4.Try to not visit the store during peak hours, when everyone in your town is there trying to get something together for dinner. Too many people who are too tired and cranky to be patient with kids. Too many escape possibilities also, and a higher likelihood that the person behind you in line isn't going to want to hear about your child's imaginary friend Mr. Bobo while her frozen hamburger melts.
5.Try not to go when your children are especially tired or cranky themselves, i.e. right after school or during their regular nap time. They're people too, and there are times when they just can't deal with the whole thing either.
6.Its best to give the entire family some advance notice so you can all be prepared for the experience. If Mom has advance notice, you may have more tricks up your sleeve and more patience than if you try to fit it in on the way home from soccer practice or basket-weaving class.
7.If your children are a little older, you can give them tasks to help you. It makes them feel more responsible and they'll be less likely to want to sabotage the entire scene if they're part of it. They can help find certain items, or be responsible for remembering to get eggs, for example.
8.Be clear about what you expect from your children, and equally clear about what will happen if they don't meet those expectations.

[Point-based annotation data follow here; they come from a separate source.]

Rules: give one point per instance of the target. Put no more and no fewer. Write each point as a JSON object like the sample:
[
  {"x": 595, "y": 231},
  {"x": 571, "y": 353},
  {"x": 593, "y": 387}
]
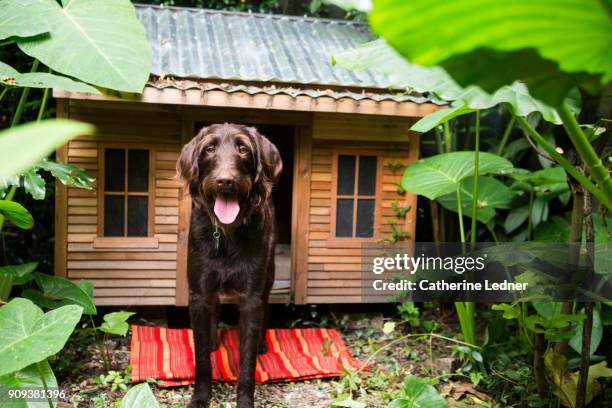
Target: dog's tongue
[{"x": 226, "y": 209}]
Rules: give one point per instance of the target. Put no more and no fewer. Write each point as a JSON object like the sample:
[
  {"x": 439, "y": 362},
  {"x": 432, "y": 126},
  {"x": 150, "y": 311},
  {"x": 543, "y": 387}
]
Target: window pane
[
  {"x": 344, "y": 218},
  {"x": 114, "y": 165},
  {"x": 346, "y": 175},
  {"x": 367, "y": 175},
  {"x": 138, "y": 170},
  {"x": 365, "y": 218},
  {"x": 114, "y": 207},
  {"x": 138, "y": 216}
]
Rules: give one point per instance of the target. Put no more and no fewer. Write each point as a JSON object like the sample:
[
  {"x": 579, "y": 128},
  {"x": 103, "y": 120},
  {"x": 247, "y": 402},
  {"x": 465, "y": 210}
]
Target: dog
[{"x": 229, "y": 171}]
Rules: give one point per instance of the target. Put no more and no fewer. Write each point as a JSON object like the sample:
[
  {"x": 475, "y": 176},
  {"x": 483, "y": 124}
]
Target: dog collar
[{"x": 216, "y": 235}]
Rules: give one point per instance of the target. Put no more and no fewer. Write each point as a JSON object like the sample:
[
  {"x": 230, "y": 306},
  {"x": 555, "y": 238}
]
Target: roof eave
[{"x": 245, "y": 100}]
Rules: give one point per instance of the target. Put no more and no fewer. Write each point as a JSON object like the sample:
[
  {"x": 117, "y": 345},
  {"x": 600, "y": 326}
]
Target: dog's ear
[
  {"x": 268, "y": 166},
  {"x": 187, "y": 166}
]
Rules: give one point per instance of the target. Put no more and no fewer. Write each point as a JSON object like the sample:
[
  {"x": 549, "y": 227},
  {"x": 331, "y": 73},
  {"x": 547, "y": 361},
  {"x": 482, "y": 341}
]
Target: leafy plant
[
  {"x": 417, "y": 393},
  {"x": 29, "y": 338},
  {"x": 477, "y": 43},
  {"x": 139, "y": 396},
  {"x": 22, "y": 146}
]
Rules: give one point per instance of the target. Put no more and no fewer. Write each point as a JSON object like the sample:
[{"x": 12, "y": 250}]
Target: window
[
  {"x": 126, "y": 195},
  {"x": 355, "y": 196}
]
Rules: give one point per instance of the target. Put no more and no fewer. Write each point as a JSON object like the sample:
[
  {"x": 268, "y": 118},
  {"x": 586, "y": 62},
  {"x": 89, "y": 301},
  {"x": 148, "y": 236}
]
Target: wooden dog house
[{"x": 342, "y": 136}]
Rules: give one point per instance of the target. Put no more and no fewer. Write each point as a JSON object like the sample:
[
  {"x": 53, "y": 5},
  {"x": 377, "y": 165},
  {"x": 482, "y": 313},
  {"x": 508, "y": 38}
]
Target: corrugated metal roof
[
  {"x": 209, "y": 44},
  {"x": 184, "y": 84}
]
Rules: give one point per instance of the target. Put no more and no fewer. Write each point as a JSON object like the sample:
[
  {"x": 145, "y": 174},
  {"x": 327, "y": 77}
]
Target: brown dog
[{"x": 229, "y": 171}]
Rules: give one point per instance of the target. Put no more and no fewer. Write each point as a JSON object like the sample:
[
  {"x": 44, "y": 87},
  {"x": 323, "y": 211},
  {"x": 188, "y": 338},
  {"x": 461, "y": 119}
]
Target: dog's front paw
[{"x": 198, "y": 401}]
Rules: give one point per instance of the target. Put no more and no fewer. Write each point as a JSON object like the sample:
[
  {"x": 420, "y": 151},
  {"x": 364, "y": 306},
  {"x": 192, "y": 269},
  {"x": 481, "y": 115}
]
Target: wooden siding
[
  {"x": 124, "y": 274},
  {"x": 334, "y": 264}
]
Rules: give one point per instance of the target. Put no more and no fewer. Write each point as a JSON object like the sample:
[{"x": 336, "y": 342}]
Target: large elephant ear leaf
[
  {"x": 98, "y": 42},
  {"x": 22, "y": 146},
  {"x": 17, "y": 19},
  {"x": 11, "y": 77},
  {"x": 139, "y": 396},
  {"x": 30, "y": 336},
  {"x": 378, "y": 56},
  {"x": 17, "y": 214},
  {"x": 66, "y": 291},
  {"x": 479, "y": 38},
  {"x": 438, "y": 175},
  {"x": 492, "y": 194},
  {"x": 36, "y": 376}
]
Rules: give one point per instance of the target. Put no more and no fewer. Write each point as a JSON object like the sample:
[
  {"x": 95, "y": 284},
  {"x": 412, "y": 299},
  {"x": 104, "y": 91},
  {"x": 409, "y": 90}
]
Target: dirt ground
[{"x": 363, "y": 335}]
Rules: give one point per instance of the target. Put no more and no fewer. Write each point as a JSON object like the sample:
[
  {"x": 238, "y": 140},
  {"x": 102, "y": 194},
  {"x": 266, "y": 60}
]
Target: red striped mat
[{"x": 293, "y": 354}]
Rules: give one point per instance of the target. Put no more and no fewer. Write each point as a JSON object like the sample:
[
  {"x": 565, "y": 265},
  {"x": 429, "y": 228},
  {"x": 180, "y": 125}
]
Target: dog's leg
[
  {"x": 263, "y": 345},
  {"x": 214, "y": 319},
  {"x": 250, "y": 327},
  {"x": 200, "y": 308}
]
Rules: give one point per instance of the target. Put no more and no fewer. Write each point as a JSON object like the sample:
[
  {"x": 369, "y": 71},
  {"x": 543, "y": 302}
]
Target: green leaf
[
  {"x": 17, "y": 214},
  {"x": 492, "y": 43},
  {"x": 6, "y": 183},
  {"x": 30, "y": 336},
  {"x": 66, "y": 291},
  {"x": 492, "y": 194},
  {"x": 419, "y": 394},
  {"x": 596, "y": 334},
  {"x": 68, "y": 174},
  {"x": 116, "y": 323},
  {"x": 549, "y": 310},
  {"x": 34, "y": 184},
  {"x": 10, "y": 76},
  {"x": 348, "y": 402},
  {"x": 516, "y": 217},
  {"x": 40, "y": 300},
  {"x": 441, "y": 174},
  {"x": 380, "y": 57},
  {"x": 22, "y": 146},
  {"x": 388, "y": 327},
  {"x": 17, "y": 19},
  {"x": 98, "y": 42},
  {"x": 139, "y": 396},
  {"x": 540, "y": 210},
  {"x": 20, "y": 273},
  {"x": 25, "y": 380},
  {"x": 426, "y": 123},
  {"x": 87, "y": 287}
]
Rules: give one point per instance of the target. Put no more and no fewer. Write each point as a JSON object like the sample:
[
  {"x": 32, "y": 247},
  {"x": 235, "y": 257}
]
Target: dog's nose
[{"x": 225, "y": 182}]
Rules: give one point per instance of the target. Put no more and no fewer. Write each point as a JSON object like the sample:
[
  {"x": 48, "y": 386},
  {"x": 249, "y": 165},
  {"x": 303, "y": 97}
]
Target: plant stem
[
  {"x": 583, "y": 147},
  {"x": 475, "y": 183},
  {"x": 538, "y": 365},
  {"x": 42, "y": 378},
  {"x": 43, "y": 105},
  {"x": 587, "y": 328},
  {"x": 563, "y": 162},
  {"x": 506, "y": 136},
  {"x": 20, "y": 106},
  {"x": 448, "y": 138},
  {"x": 23, "y": 98},
  {"x": 529, "y": 217},
  {"x": 460, "y": 212}
]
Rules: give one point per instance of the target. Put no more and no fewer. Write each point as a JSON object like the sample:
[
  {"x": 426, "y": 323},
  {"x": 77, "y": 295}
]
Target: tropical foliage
[{"x": 480, "y": 60}]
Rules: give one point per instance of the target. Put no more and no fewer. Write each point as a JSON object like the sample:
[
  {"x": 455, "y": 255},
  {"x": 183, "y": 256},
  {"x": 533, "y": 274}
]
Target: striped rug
[{"x": 293, "y": 354}]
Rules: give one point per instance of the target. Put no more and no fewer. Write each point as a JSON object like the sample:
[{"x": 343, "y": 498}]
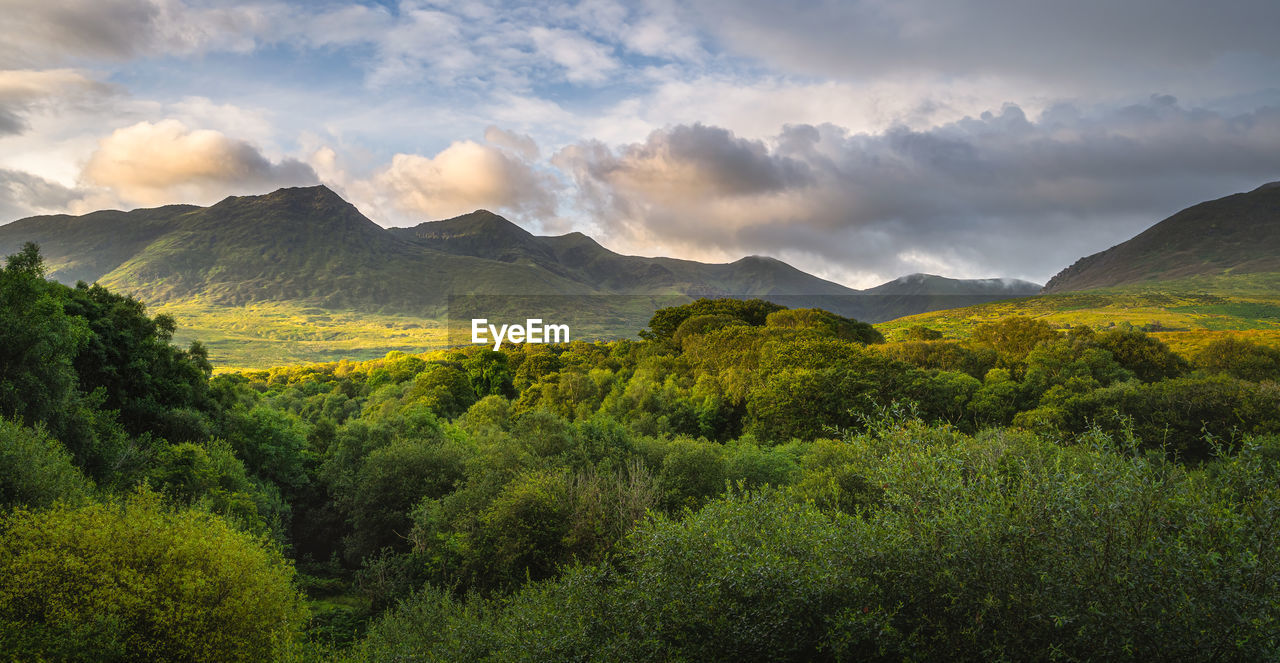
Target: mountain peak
[
  {"x": 476, "y": 223},
  {"x": 1238, "y": 233}
]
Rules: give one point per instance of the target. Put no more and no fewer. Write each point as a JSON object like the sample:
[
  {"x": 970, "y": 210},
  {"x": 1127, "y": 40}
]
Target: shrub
[{"x": 137, "y": 581}]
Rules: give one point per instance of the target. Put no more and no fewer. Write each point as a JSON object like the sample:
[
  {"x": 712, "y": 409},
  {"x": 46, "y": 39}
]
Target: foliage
[
  {"x": 666, "y": 321},
  {"x": 136, "y": 580},
  {"x": 36, "y": 470}
]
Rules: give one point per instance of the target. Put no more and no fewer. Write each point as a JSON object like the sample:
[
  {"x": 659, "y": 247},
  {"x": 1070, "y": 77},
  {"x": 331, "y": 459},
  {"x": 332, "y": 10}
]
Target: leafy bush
[
  {"x": 136, "y": 580},
  {"x": 36, "y": 470}
]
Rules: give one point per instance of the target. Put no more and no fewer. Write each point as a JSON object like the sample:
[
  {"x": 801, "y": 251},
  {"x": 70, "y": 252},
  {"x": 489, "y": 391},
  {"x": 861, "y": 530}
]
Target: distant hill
[
  {"x": 1237, "y": 234},
  {"x": 577, "y": 257},
  {"x": 309, "y": 247}
]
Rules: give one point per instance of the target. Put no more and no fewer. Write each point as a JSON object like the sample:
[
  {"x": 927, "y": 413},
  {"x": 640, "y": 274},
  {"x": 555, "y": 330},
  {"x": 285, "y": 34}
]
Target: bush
[
  {"x": 137, "y": 581},
  {"x": 36, "y": 470}
]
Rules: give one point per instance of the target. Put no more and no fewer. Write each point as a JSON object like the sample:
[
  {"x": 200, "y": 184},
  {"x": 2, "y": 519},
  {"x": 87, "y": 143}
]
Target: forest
[{"x": 741, "y": 483}]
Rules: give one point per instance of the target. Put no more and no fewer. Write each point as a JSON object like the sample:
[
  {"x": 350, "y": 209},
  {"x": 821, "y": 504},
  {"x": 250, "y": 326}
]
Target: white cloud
[
  {"x": 583, "y": 59},
  {"x": 995, "y": 195},
  {"x": 23, "y": 92},
  {"x": 167, "y": 161},
  {"x": 462, "y": 178}
]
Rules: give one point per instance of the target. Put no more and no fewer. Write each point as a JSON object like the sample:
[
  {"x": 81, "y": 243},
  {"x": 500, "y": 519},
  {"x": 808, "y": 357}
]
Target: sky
[{"x": 858, "y": 140}]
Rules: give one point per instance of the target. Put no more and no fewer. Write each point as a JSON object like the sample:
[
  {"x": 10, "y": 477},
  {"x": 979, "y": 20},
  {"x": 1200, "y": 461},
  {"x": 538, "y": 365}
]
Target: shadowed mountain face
[
  {"x": 1237, "y": 234},
  {"x": 307, "y": 245}
]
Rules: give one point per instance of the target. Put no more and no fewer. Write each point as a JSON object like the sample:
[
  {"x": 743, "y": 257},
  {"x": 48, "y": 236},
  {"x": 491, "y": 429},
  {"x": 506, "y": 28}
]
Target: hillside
[
  {"x": 579, "y": 257},
  {"x": 301, "y": 274},
  {"x": 1187, "y": 314},
  {"x": 1237, "y": 234}
]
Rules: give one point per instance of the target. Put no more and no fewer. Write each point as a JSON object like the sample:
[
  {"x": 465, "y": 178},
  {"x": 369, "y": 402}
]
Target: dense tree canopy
[{"x": 748, "y": 483}]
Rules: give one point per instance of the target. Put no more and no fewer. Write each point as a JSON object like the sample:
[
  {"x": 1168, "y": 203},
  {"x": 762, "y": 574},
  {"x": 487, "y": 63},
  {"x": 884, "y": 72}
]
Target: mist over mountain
[
  {"x": 309, "y": 245},
  {"x": 1235, "y": 234}
]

My children are well-versed in the "stick by Mommy hold Mommy's hand don't touch anything listen to Mommy shut the van door." If they don't follow these rules, there should be consequences, i.e. no getting treats, or not being able to watch their movie when they get home. If you have more than one child, you can use this to your advantage by praising the one child who is being good (if that actually happens), and making sure that child gets positive reinforcement. Kids crave approval from their parents, and if they don't think they can get it, they'll give up and try to get your attention in other ways. Go over the rules before you go into the store. If you're not comfortable doling out consequences in the public eye (and who wants to sit on the floor outside Ben and Jerry's case saying, "we will sit here until you are calm"), then make it clear that there will be consequences to pay once you are in the car or at home.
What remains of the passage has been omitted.